Leviticus 23 describes seven feasts (festivals) for Jews to observe every year. They are Jewish holidays – as in “time off” but also the literal idea of “holy days.”

Why they are important

This is utterly fascinating. There is a lot of history wrapped up in these feasts, and a ton of symbolism in all of the “sevens” involved. I honestly had no idea about all of this.

The Sabbath Feast?

There seems to be debate on whether to include the Sabbath as one of the seven (as it is in Lev 23). The reason that doesn’t make it eight is that people will combine Passover and the Feast of Unleavened Bread as one “feast”. I prefer keeping them separate (I mean, they get their own names) and considering the Sabbath (Hebrew for seven) as the sort of master plan. Also, Sabbath is weekly, unlike the other annual feasts.

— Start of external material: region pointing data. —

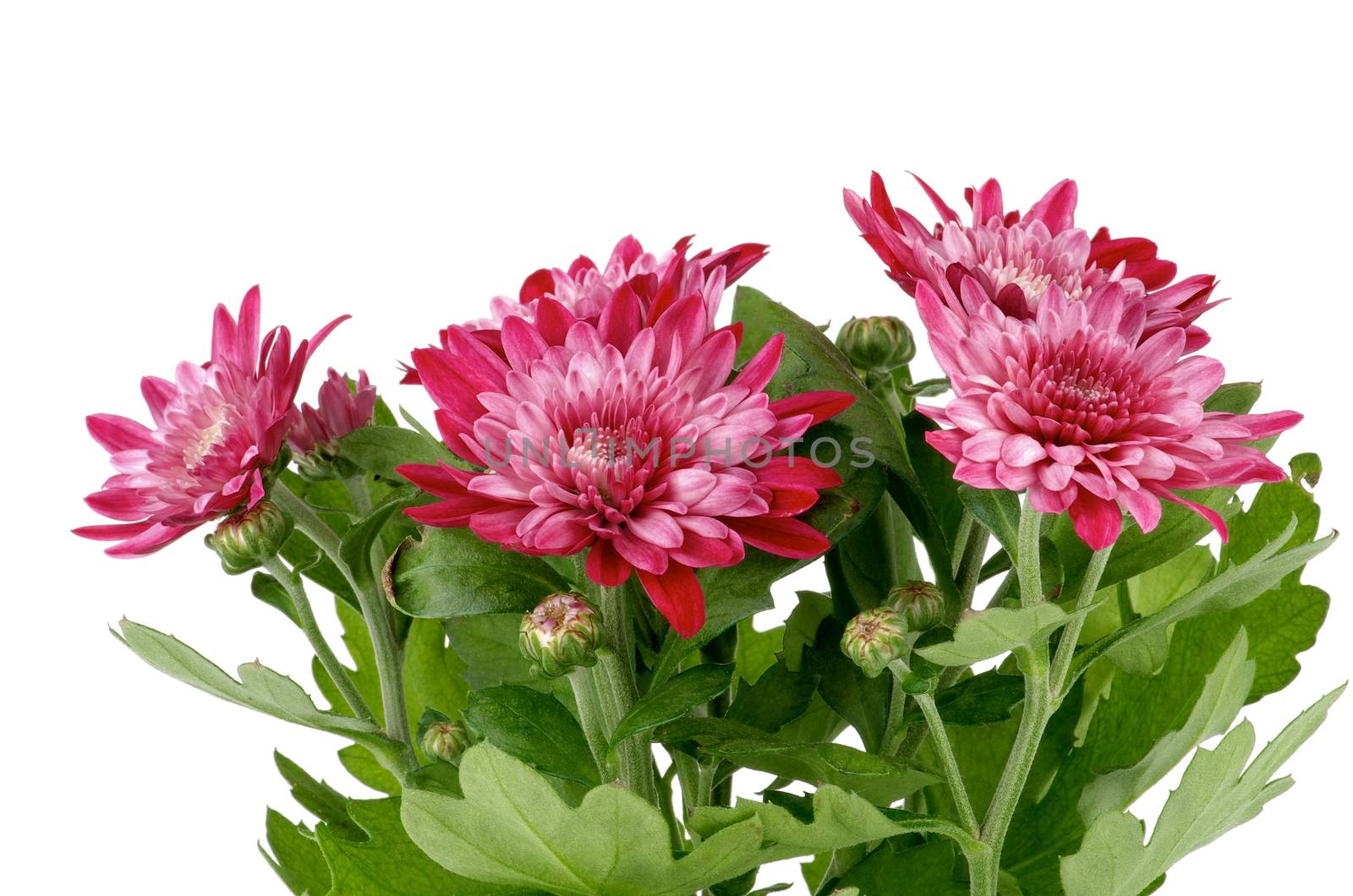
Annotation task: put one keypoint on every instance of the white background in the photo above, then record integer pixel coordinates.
(408, 162)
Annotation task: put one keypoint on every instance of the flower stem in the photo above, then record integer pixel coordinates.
(1035, 713)
(374, 610)
(1072, 634)
(592, 719)
(290, 580)
(946, 756)
(616, 664)
(1028, 569)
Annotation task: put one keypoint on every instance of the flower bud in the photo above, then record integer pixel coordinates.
(446, 740)
(876, 342)
(876, 637)
(561, 632)
(919, 603)
(245, 540)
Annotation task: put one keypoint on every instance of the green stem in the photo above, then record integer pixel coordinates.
(1028, 569)
(1072, 632)
(665, 803)
(290, 580)
(946, 757)
(592, 719)
(374, 610)
(1035, 713)
(1005, 801)
(617, 668)
(971, 569)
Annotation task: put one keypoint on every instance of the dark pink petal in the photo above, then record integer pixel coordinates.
(678, 597)
(781, 536)
(605, 566)
(1096, 522)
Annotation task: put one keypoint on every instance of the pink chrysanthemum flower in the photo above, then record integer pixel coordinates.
(216, 428)
(342, 410)
(1015, 258)
(626, 439)
(555, 298)
(1082, 412)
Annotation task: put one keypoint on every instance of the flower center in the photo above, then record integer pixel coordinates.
(207, 439)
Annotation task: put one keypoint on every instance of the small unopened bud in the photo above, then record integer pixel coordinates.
(561, 632)
(446, 740)
(920, 604)
(876, 342)
(245, 540)
(876, 637)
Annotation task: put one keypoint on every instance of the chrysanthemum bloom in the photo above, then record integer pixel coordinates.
(627, 440)
(1082, 412)
(342, 410)
(1016, 258)
(555, 298)
(216, 428)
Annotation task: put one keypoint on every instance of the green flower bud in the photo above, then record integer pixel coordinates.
(876, 637)
(561, 632)
(876, 342)
(446, 740)
(324, 463)
(919, 603)
(249, 538)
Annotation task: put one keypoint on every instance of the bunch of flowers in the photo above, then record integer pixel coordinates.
(551, 592)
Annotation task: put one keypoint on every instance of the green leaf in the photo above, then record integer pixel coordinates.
(1224, 695)
(868, 563)
(513, 830)
(1233, 587)
(998, 511)
(257, 686)
(381, 858)
(757, 650)
(379, 450)
(900, 871)
(829, 821)
(534, 727)
(356, 546)
(295, 855)
(1140, 716)
(777, 699)
(271, 592)
(453, 573)
(674, 699)
(318, 797)
(879, 780)
(996, 631)
(1217, 794)
(980, 700)
(811, 363)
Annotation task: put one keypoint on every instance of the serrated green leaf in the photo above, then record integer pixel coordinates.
(453, 573)
(775, 700)
(673, 699)
(829, 821)
(534, 727)
(381, 858)
(257, 686)
(998, 511)
(1233, 587)
(1217, 794)
(996, 631)
(379, 450)
(879, 780)
(512, 830)
(295, 855)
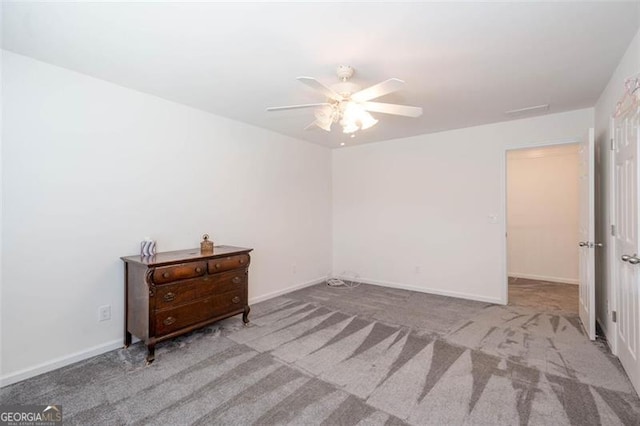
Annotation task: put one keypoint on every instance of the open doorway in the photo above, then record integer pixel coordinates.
(542, 204)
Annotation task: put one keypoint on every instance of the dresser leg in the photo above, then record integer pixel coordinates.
(151, 353)
(245, 315)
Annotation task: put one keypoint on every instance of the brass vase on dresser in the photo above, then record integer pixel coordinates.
(173, 293)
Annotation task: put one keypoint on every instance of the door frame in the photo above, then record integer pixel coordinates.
(612, 288)
(503, 178)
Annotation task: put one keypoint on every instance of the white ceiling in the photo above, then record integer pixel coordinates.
(464, 63)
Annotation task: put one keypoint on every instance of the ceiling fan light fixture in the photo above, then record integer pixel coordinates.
(367, 120)
(349, 127)
(324, 124)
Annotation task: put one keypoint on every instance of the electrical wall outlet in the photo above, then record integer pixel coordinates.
(104, 313)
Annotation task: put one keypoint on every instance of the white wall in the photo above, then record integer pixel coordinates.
(542, 213)
(90, 168)
(415, 212)
(629, 66)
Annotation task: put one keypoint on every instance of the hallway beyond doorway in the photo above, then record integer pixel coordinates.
(544, 295)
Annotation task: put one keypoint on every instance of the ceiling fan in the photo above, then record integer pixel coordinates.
(349, 105)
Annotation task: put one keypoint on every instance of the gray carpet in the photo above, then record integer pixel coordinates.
(363, 356)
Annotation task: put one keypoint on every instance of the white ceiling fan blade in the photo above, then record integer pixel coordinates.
(282, 108)
(378, 90)
(395, 109)
(316, 85)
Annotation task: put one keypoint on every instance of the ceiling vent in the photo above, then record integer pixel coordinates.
(538, 109)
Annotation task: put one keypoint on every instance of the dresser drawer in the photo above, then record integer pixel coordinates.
(229, 302)
(227, 263)
(166, 274)
(170, 320)
(176, 294)
(222, 283)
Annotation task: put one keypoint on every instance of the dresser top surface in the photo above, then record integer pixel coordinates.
(178, 256)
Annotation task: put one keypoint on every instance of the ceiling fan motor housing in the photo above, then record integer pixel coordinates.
(344, 72)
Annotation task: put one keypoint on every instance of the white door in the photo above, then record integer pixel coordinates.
(586, 245)
(626, 222)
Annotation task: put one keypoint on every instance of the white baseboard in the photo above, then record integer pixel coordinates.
(60, 362)
(429, 290)
(286, 290)
(544, 278)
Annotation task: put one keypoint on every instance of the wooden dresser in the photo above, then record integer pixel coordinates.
(175, 292)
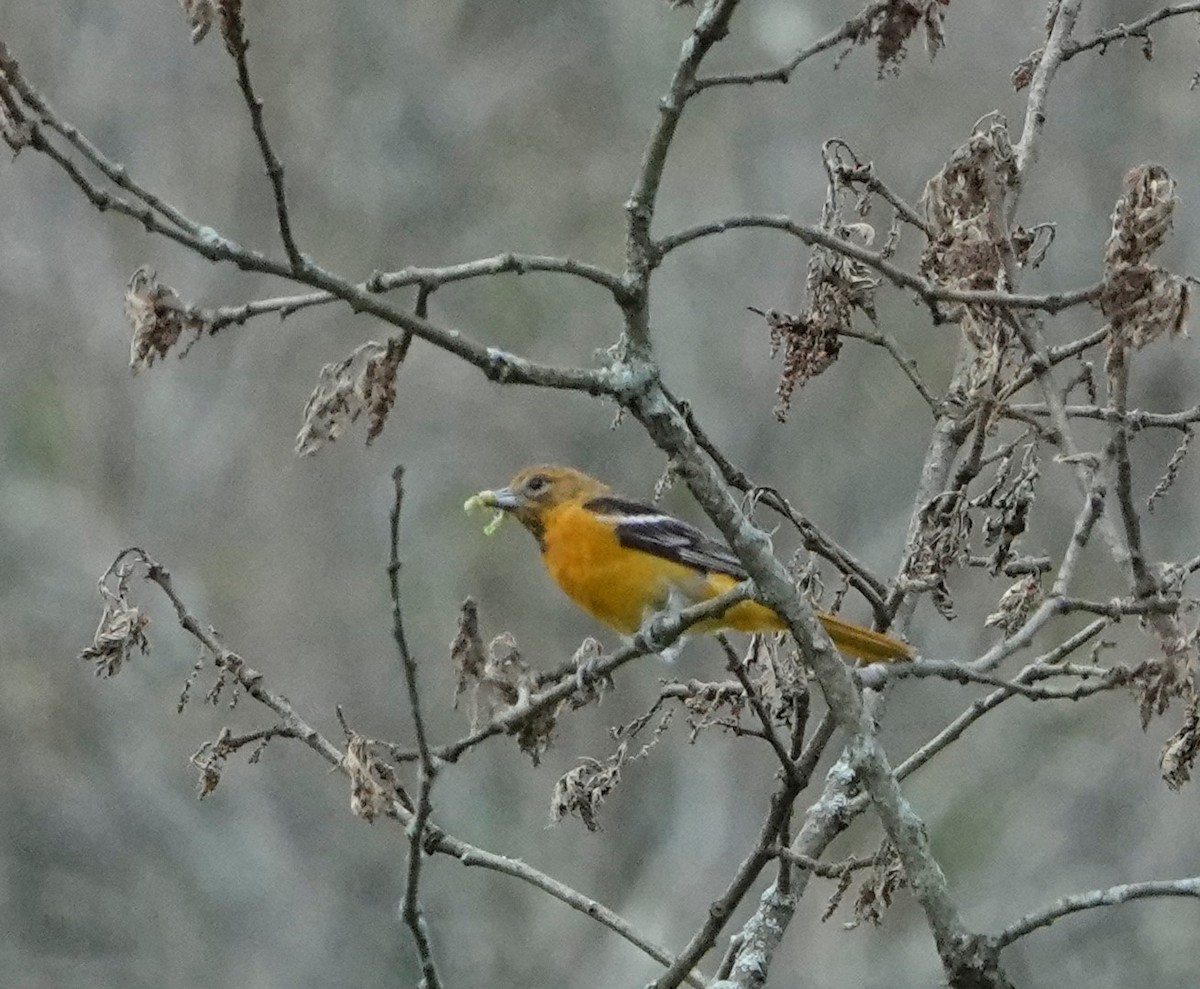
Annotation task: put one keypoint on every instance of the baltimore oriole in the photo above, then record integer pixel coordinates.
(623, 561)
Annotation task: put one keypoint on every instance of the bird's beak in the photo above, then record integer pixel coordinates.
(503, 498)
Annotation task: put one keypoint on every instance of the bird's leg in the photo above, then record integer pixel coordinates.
(655, 622)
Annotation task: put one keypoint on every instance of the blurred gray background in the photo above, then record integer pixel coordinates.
(436, 132)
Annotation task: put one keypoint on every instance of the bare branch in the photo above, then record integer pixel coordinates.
(1110, 897)
(1125, 31)
(905, 363)
(1063, 13)
(929, 292)
(712, 25)
(847, 31)
(411, 909)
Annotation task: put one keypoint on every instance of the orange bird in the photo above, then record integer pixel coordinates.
(624, 561)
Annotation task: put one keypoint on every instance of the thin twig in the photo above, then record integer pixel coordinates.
(783, 73)
(411, 909)
(712, 24)
(905, 363)
(1123, 31)
(1063, 13)
(929, 292)
(234, 30)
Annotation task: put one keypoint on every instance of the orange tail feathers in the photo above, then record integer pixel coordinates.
(850, 639)
(863, 643)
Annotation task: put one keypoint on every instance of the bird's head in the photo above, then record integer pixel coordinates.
(537, 490)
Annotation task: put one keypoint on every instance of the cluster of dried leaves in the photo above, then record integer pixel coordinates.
(497, 682)
(373, 783)
(969, 243)
(835, 286)
(942, 541)
(365, 382)
(893, 25)
(159, 318)
(1141, 300)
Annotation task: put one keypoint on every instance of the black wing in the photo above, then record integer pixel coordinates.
(643, 527)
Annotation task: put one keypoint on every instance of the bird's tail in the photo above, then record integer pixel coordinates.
(863, 643)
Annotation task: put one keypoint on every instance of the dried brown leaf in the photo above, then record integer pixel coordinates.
(369, 798)
(121, 627)
(1017, 604)
(159, 318)
(886, 879)
(202, 15)
(1141, 300)
(365, 382)
(1180, 753)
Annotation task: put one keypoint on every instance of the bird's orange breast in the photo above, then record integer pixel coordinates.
(613, 583)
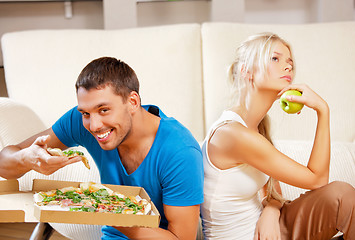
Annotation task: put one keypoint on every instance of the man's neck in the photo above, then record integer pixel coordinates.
(137, 145)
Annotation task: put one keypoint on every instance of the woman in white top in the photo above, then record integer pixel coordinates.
(239, 158)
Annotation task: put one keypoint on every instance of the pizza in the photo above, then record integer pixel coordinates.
(70, 153)
(92, 197)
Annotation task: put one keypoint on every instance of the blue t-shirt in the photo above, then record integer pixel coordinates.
(171, 173)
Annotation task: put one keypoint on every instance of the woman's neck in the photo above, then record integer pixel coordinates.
(256, 106)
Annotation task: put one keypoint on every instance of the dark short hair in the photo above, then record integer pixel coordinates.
(105, 71)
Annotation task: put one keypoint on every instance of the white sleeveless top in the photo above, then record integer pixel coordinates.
(231, 205)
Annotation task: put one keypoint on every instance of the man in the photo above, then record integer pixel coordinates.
(131, 144)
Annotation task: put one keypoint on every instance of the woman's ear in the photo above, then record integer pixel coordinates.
(134, 100)
(248, 76)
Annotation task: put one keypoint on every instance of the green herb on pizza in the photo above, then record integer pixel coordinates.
(91, 197)
(70, 154)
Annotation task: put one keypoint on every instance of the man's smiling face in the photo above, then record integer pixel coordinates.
(105, 115)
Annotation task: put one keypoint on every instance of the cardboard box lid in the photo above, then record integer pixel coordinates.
(15, 206)
(18, 206)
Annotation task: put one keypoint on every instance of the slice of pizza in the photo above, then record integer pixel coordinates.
(70, 154)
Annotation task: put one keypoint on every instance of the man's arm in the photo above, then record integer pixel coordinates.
(182, 224)
(31, 154)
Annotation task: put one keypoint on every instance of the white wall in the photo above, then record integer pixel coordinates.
(113, 14)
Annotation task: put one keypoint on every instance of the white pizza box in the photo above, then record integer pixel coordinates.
(16, 206)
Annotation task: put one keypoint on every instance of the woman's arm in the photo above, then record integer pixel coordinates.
(268, 226)
(235, 144)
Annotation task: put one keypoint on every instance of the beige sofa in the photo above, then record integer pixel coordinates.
(182, 69)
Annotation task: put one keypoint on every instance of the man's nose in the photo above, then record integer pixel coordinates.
(95, 123)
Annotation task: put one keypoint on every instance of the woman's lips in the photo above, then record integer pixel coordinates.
(288, 78)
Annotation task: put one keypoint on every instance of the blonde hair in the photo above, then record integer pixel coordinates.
(253, 55)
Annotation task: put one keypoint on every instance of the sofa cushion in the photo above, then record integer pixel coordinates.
(342, 162)
(17, 122)
(324, 59)
(41, 67)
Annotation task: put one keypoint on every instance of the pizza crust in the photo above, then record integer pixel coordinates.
(59, 152)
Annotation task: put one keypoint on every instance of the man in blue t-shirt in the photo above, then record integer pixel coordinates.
(131, 144)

Notice that in Leviticus 23:

  • Verse 2 says “These are the appointed feasts of the LORD”
  • Verse 3 describes the Sabbath
  • Verse 4 says again, “These are the appointed feasts of the LORD”

It’s like it’s saying, the Sabbath is representing all the other feasts.

The annual feasts in Leviticus 23

Verse 4 – these are the feasts

  1. Passover (v. 5)
  2. Unleavened Bread (vs. 6-8)
  3. Firstfruits (vs. 9-14)
  4. Feast of Weeks (vs. 15-21) [called Pentecost in Greek]
  5. Trumpets (vs. 23-25)
  6. Day of Atonement (vs. 26-32)
  7. Booths or Tabernacles (vs. 33-43)

Verse 44 – those were the feasts

Other than that, I see now that this topic is much bigger than I anticipated, and I will study this more and I hope you will, too.

Theology and doctrine

But be warned: as I was doing research on this, I found that people really like to try to bring all of this into some premillennial doctrine, literally interpreting passages in Isaiah and Revelation, for example. Others try to wedge it into some plan of salvation.

Look, Biblical patterns are cool and all, and I don’t know if these people are right or wrong, but I think the vast majority of us probably know barely anything about the Jewish feasts by themselves.

Can we just try to learn what is actually in the Bible first?